The Bay Gas Storage facility plans to expand to 27 Bcf of total capacity; it currently has 11.4 Bcf of working capacity that is fully contracted, and another 5 Bcf is 92% contracted and under construction with a scheduled start date in the first quarter of 2010. Mississippi Hub eventually will grow to 30 Bcf capacity, and its first 6 Bcf phase is under construction with 4 Bcf of that capacity already under contract.
Sempra plans to operate the 93,000-customer gas distribution utility in Alabama, Mobile Gas Service Corp., that it acquired with the storage field deal, said Felsinger. He did not say when Sempra might consider either selling or adding to the utility assets in the Gulf region.
Noting that Sempra intends to expand its footprint in the Gulf region, Felsinger said the EnergySouth deal “allows [it] to better serve key markets in the Southeast where gas demand outpaces the national average, and the new assets complement existing assets in the region and position us for growth.”
Felsinger talked about some continuing uncertainties amidst ongoing successes in Sempra’s investments in REX and various liquefied natural gas (LNG) projects, including rising costs (estimated at $5.6 billion overall) for REX with all of its expansions and uncontracted for capacity at its Cameron (LA) LNG terminal that is nearing the end of construction and ready for commercial operations next year.

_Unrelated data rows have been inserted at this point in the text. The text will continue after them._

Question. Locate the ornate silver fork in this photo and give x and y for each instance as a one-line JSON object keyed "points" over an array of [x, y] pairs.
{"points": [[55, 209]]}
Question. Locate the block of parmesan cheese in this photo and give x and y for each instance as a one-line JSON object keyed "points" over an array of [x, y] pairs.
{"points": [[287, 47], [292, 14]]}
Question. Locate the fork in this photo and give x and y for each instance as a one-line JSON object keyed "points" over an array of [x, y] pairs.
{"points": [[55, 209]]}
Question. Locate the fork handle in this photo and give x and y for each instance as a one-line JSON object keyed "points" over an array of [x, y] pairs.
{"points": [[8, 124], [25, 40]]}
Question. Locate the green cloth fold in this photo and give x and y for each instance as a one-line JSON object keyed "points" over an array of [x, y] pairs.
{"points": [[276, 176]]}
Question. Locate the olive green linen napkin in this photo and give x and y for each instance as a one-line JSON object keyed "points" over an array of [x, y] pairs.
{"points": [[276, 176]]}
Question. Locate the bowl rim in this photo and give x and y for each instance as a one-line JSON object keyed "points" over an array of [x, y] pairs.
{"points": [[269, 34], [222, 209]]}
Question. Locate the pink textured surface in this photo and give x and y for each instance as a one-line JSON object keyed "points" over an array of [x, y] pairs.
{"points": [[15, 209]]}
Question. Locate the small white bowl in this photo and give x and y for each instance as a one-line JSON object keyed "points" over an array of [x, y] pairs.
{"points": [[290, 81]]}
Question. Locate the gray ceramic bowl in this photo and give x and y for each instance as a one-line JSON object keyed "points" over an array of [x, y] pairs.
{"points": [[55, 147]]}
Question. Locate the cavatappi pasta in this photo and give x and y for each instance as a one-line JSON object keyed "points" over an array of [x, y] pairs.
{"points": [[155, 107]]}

“There have been a number of things that have gone well with this [REX] project, but the challenge of late has been cost increases on the eastern-most segments of the pipeline due primarily to labor cost escalations and changes in the preferred route,” Felsinger said. “Even with the cost increases, when REX is fully operational, we’ll have around $650 million of equity and be receiving dividends each year of about $70-80 million.”